Suppose you are given a generic set $X$. There exist sufficient and non-trivial conditions that ensure the existence of a topology $\tau_X$ on X such that the topological space $(X,\tau_X)$ is a topological manifold?

Answer 1

Yes, with restriction only on cardinality - depending on your definition of manifold. For me, a manifold is a second countable Hausdorff space locally homeomorphic to a Euclidean space. Let's consider the various cases involved here.

In dimension $0$, any manifold is discrete. Second-countable implies that $|X|$ is countable in this case, as any base for the topology of a discrete space must contain the singletons. Given any finite or countable set, giving it the discrete topology makes it a manifold, so all sets up to countable support a topology that makes that set a manifold.

In dimension $n>0$, our cardinality is at least $|\Bbb R|$ (as we have a neighborhood homeomorphic to $\Bbb R^n$, which is cardinality $|\Bbb R|$. But any (second-countable) manifold has to have cardinality at most $|\Bbb R|$, as follows. The topology itself must be at most cardinality $|\Bbb R|$; for every element of $\tau_X$ can be written as a union of elements of the countable basis. Picking some such decomposition for every open set gives us an injective map $\tau_X \to \mathcal P(\Bbb N)$. But there's an injective map $\Bbb R \to \tau_X$ given by picking some injection $f: \Bbb R \to X$ and writing $f': \Bbb R \to \tau_X$ by $f'(x) = \{f(x)\}^c$ (the complement of the point $f(x)$).
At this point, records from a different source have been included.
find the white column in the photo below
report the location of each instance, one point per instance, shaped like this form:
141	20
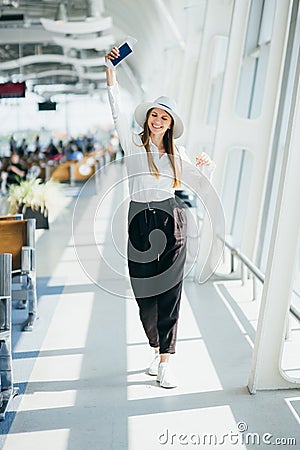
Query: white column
266	372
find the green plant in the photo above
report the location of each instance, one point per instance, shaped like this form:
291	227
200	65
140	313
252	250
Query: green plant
31	193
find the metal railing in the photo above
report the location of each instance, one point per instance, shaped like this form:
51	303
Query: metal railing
257	274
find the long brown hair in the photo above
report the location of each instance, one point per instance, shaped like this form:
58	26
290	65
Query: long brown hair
168	141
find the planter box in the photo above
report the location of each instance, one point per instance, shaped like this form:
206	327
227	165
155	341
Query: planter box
41	219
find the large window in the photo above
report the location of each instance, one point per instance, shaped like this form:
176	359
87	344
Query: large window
236	191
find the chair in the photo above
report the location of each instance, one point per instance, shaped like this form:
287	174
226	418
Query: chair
18	238
7	390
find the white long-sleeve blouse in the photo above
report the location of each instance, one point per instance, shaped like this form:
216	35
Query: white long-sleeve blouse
143	186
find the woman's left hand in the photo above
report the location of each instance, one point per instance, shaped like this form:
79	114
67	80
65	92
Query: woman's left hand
203	160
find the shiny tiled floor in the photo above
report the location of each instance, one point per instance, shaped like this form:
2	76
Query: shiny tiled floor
82	370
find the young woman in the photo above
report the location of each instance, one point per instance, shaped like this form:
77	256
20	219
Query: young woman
156	222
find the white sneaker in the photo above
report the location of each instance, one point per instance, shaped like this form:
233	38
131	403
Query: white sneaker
153	366
165	376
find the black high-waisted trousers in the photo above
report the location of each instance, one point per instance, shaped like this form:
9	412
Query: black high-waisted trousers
156	257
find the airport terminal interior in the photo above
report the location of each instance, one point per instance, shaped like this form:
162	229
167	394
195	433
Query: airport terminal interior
73	353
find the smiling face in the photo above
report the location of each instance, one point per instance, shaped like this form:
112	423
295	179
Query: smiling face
159	121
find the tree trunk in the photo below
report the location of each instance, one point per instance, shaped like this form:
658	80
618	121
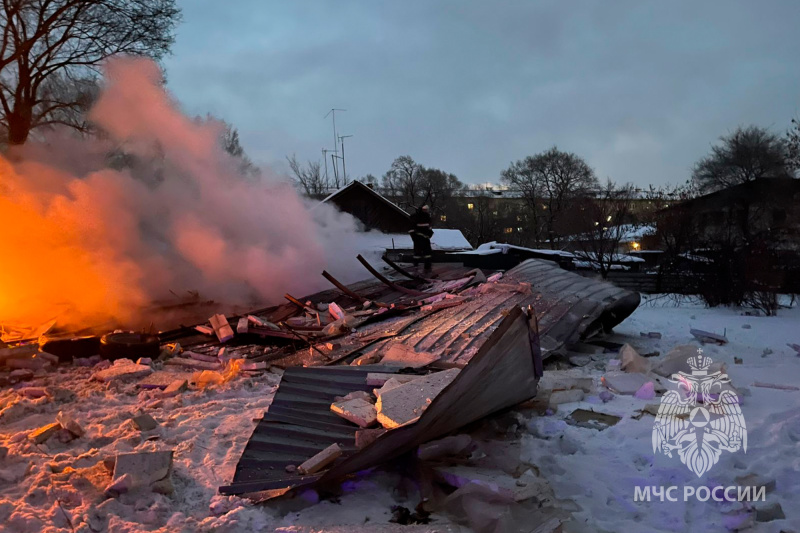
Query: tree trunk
19	126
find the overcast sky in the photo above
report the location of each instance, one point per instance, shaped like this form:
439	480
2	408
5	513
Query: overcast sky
639	89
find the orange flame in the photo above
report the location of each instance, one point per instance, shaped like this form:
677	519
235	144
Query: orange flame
46	270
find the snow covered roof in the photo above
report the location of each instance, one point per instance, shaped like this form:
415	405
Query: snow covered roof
615	258
443	239
494	247
356	183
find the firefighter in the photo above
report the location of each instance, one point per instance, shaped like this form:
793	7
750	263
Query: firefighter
421	233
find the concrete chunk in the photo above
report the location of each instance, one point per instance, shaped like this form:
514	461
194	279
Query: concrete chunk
69	423
146	470
566	396
144	422
707	336
631	361
404	405
389	385
405	356
40	435
191	363
565	380
377	379
625	382
523	488
29	363
452	445
123	372
361	395
365	437
676	361
321	460
357	411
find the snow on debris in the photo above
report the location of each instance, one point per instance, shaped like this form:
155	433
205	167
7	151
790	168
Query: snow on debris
599	470
493	247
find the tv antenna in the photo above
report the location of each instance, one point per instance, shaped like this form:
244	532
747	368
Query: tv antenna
332	114
344	168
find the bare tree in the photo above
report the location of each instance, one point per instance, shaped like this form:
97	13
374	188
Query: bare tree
51	52
549	183
437	188
403	181
607	216
232	145
793	145
747	154
309	177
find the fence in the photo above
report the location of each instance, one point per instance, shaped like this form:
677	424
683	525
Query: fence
651	283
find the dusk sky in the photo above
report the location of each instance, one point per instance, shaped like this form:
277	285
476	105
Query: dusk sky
638	89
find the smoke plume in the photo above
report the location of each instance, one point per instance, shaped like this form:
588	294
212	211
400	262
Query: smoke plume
94	230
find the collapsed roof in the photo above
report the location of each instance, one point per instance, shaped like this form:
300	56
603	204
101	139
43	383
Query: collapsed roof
495	330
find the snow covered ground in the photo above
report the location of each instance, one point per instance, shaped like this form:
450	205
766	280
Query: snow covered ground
58	486
599	470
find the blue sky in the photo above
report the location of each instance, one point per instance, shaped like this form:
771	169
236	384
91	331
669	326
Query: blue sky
637	88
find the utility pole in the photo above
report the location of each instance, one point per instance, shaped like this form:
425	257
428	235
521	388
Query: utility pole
335	171
344	167
325	159
332	113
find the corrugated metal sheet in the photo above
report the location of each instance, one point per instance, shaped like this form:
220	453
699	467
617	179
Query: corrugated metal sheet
299	423
488	336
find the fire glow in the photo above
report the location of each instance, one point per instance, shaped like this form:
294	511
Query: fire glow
86	241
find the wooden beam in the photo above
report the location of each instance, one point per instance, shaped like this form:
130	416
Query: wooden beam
402	270
349	292
380	277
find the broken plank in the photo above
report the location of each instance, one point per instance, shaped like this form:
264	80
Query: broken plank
321	460
191	363
221	328
123	372
404	405
404	356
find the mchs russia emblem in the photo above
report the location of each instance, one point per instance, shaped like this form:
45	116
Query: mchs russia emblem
701	419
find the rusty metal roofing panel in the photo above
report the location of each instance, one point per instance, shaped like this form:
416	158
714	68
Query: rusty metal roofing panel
487	336
299	424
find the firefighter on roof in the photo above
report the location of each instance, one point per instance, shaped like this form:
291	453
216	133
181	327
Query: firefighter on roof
421	233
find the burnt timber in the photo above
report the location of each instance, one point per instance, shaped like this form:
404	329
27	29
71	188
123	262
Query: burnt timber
498	336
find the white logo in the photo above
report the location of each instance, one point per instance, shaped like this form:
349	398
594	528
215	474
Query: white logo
699	433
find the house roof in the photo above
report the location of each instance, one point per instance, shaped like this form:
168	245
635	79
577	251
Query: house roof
358	185
747	189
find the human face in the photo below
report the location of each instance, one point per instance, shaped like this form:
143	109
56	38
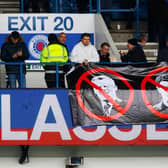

So by Cantor-Schroder-Bernstein (and recalling that $|\Bbb R| = |\mathcal P(\Bbb N)|$), we see that $|\tau_X| = |\Bbb R|$, and considering the injective map $f: \Bbb R \to X$ and the canonical injection $X \to \tau_X$ we see that $|X| = |\Bbb R|$. (This proof actually shows that any T1 space has cardinality at most $|\Bbb R|$; we used the manifold property to show that a positive-dimensional manifold has cardinality equal to $|\Bbb R|$.)

So if your manifolds are second-countable, the condition is precisely: $X$ is finite, countable, or has cardinality equal to $|\Bbb R|$. But if they're not second-countable, any set supports the topology of a manifold: just take the discrete topology $(X, \mathcal P(X))$! Even if you require that your manifolds are paracompact one easily sees that any discrete space is paracompact. So the conditions on $X$ are only on cardinality, no matter your definition.

Edit: Of course, we have to show that any set $X$ with $|X| = |\Bbb R|$ supports a manifold structure. Pick a bijection $f: \Bbb R \to X$; this induces a bijection $f^*: \mathcal P(\mathcal P(\Bbb R)) \to \mathcal P(\mathcal P(X))$. Let $\tau$ be $\Bbb R$ with the standard topology, and consider $X$ with the topology $f^*(\tau)$. Then it's easy to see that $f$ defines a homeomorphism between $(\Bbb R, \tau)$ and $(X, f^*(\tau))$, showing that $X$ supports a manifold structure.